Julia tinha os lábios mais doces que já provara. Mais doces que eles, só seu sorriso cativante. O que sentia por ela não tinha nome. Estar com Julia era como estar sobre nuvens, era tão leve e tranquila…

Conversaram por umas duas horas – horas que passavam tão rapidamente. A conversa foi interrompida pelo soar da campainha e finalizada com um simples “te amo”. Simples e doce.

Ela esperava pela visita, flagrou-se sorrindo de ansiedade pelo encontro algumas vezes ao longo do dia. Pegou sua jaqueta rapidamente e partiram rumo ao cinema mais próximo. Estava louca para assistir àquele filme. Já na sala, lado a lado, as mãos dele sutilmente tocavam as dela. Enquanto isso, ela, sem tirar os olhos da tela, imaginava sua expressão.

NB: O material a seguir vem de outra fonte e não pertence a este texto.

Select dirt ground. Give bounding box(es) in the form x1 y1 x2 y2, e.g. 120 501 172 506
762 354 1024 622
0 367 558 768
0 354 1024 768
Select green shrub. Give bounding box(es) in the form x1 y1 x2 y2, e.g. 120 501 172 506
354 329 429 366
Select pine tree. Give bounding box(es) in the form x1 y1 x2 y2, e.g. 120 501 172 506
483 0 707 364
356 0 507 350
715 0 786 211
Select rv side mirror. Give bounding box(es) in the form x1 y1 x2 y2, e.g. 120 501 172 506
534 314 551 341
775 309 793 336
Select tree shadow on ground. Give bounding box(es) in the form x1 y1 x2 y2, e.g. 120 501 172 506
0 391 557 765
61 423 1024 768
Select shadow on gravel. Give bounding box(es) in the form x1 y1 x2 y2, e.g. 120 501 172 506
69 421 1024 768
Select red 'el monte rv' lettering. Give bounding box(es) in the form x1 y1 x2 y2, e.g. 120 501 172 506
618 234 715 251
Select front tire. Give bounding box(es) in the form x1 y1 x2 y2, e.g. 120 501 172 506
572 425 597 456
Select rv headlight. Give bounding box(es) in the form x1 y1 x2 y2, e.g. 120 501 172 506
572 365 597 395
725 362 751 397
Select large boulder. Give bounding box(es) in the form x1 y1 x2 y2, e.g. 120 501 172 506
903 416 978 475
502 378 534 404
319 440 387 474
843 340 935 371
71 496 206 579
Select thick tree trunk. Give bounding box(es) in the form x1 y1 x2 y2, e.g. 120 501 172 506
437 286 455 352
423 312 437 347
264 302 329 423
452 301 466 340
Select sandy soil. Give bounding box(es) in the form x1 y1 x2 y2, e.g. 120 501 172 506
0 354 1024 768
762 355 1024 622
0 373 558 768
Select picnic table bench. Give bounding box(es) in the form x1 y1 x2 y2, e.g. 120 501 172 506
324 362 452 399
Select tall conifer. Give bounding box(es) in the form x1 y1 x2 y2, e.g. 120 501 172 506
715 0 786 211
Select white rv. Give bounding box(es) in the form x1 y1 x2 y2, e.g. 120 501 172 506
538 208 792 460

Então, ele apertou forte sua mão, reagindo à cena de suspense intenso. Nesse instante ela soube: estava apaixonada. Pela terceira vez.

 

Há quem pense que não é possível amar mais de uma pessoa ao mesmo tempo. À estes, esta história parecerá puro devaneio. Talvez o seja. Mas o amor a cada vez, com cada pessoa, em cada momento, é algo tão singular… não sei se um amor necessariamente exclui um outro. Ou dois.